Вера, правда, об этом пока не знает. Она всего лишь юная девушка с большими мечтами.
Летом она часто просыпается среди ночи, привлеченная неким звуком. Она выглядывает из окна и смотрит на мост вдалеке. В июне, когда воздух пахнет липами и цветами, а ночь коротка, как взмах крыльев бабочки, приятное волнение не дает ей уснуть.
Стоят белые ночи. В это время на город не опускается ночь, а гомон на улицах не затихает ни на минуту…
Я улыбаюсь, завершая эту книгу – свою книгу. Прошло столько лет, и я наконец дописала воспоминания. Не сказку, не выдумку, а историю собственной жизни, которую я рассказала настолько правдиво, насколько смогла. Папа бы мной гордился. Я все-таки стала писательницей.

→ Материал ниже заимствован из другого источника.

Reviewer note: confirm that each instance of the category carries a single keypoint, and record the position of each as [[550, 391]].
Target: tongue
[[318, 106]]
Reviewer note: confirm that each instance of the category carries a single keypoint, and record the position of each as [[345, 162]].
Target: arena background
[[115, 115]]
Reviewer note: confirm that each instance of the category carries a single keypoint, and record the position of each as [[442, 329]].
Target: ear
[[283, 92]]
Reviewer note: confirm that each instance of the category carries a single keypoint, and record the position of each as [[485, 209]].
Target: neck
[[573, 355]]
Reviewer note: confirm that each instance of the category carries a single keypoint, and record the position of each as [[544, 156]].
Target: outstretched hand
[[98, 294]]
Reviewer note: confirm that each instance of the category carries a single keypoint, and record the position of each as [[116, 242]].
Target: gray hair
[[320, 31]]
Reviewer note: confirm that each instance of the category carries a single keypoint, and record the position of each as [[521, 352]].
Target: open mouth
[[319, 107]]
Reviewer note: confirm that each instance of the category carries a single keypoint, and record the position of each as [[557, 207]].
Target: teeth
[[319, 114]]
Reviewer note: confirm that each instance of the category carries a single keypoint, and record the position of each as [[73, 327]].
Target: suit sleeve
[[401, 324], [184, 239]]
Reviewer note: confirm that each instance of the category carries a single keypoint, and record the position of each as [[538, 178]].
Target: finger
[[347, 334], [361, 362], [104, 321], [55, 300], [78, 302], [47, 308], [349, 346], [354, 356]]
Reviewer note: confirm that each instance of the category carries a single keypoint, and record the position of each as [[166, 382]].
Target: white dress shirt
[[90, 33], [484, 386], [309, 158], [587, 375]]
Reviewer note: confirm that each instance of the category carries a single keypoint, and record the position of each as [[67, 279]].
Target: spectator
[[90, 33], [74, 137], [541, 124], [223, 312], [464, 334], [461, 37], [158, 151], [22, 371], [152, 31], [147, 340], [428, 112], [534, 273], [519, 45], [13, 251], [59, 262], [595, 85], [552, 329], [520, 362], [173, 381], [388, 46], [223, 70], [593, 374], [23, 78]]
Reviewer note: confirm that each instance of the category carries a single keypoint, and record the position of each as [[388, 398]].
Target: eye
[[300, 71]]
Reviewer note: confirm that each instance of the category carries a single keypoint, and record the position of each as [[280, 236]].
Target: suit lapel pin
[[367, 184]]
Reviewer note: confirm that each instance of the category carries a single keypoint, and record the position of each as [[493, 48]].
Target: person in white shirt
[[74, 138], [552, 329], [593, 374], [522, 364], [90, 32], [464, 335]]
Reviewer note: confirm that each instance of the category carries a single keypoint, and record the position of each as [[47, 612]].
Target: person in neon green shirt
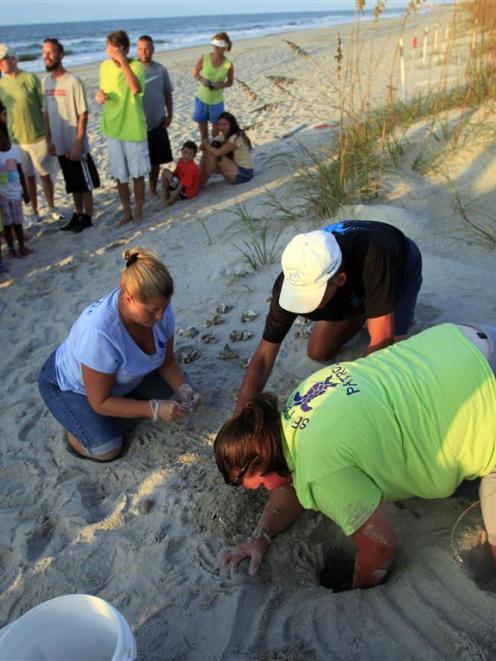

Эта книга – подарок моим дочерям, хотя они подарили мне куда больше, и без них, разумеется, все эти слова по-прежнему остались бы надежно запрятанными и до конца дней отравляли меня изнутри.
Мередит дома с Джеффом: Джиллиан выходит замуж, и свадебные хлопоты в самом разгаре. Сейчас Мэдди уехала на работу: она управляет четырьмя сувенирными лавками, открытыми ее мамой. Я никогда не видела Мередит настолько счастливой. Она посвящает каждую свободную минуту любимому делу, и они с Джеффом много ездят по миру. По их словам, они собирают материалы для его книг – между прочим, очень успешных, – но, по-моему, им просто нравится проводить время вместе.
Нина сейчас на втором этаже с Дэниелом – замуж за него она так и не вышла, но любит его сильнее, чем готова себе признаться. Они по-прежнему мотаются по всему свету, увлекая друг друга в одну безумную авантюру за другой. Сейчас им следует паковать чемоданы, но, подозреваю, вместо этого они занимаются любовью. Я за них рада.
А Аня – неважно, что теперь она зовет себя на американский лад, для меня она всегда будет Аней – в церкви со своей семьей. Они приезжают сюда пару раз в год, и тогда наш дом наполняется смехом. Мы с Аней долгие часы проводим на кухне, разговариваем по-русски, вспоминаем умерших. Через слова, улыбки и взгляды мы наконец-то, спустя столько лет, можем почтить их память.
Я в последний раз беру в руки книгу воспоминаний и подписываю: «Моим детям» – так жирно, как удается ослабшим пальцам. Затем откладываю ее в сторону.
Глаза начинают слипаться. Теперь я легко засыпаю, а в моей комнате даже в конце декабря так тепло…
Мне слышится детский смех.
А может, я лишь уловила эхо рождественского ужина. В этом году мы снова собрались вместе, со всеми новыми членами нашей семьи.
Я очень везучая. Я не всегда это понимала, но знаю сейчас. Сколько бы я ни допустила ошибок, сколько бы ужасных решений ни приняла, но в старости меня любят, а главное, люблю я сама.
Что-то заставляет меня встрепенуться и открыть глаза. Какой-то звук. На мгновение я теряюсь, не понимаю, где нахожусь. Затем различаю знакомый камин, елку в углу и свой фотопортрет.
Прежде на этом месте висела картина с изображением тройки. Сначала мне не понравился снимок, который сделала Нина, я получилась на нем ужасно печальной.
Но постепенно я полюбила его. На нем запечатлено начало моей новой жизни, тот момент, когда я осознала, что любить – значит прощать. Теперь эта фотография знаменита, ее увидели люди по всему миру, и многие зовут меня героиней. Глупости. Это всего лишь фотография женщины, которая впустую растратила почти всю жизнь, но имела счастье не потерять ее остаток.
В комнате по-прежнему обустроен красный угол. Лампадка не затухает никогда. Там же стоят мои свадебные фотографии – обе, – и, глядя на них, я каждый день вспоминаю, как мне повезло. Рядом с фотографией Ани и Левы, завалившись набок, сидит грязный серый игрушечный кролик. Левин Ушастик. Его искусственный мех весь свалялся, глаза недостает. Я часто беру этого кролика в руки, чтобы он меня согревал.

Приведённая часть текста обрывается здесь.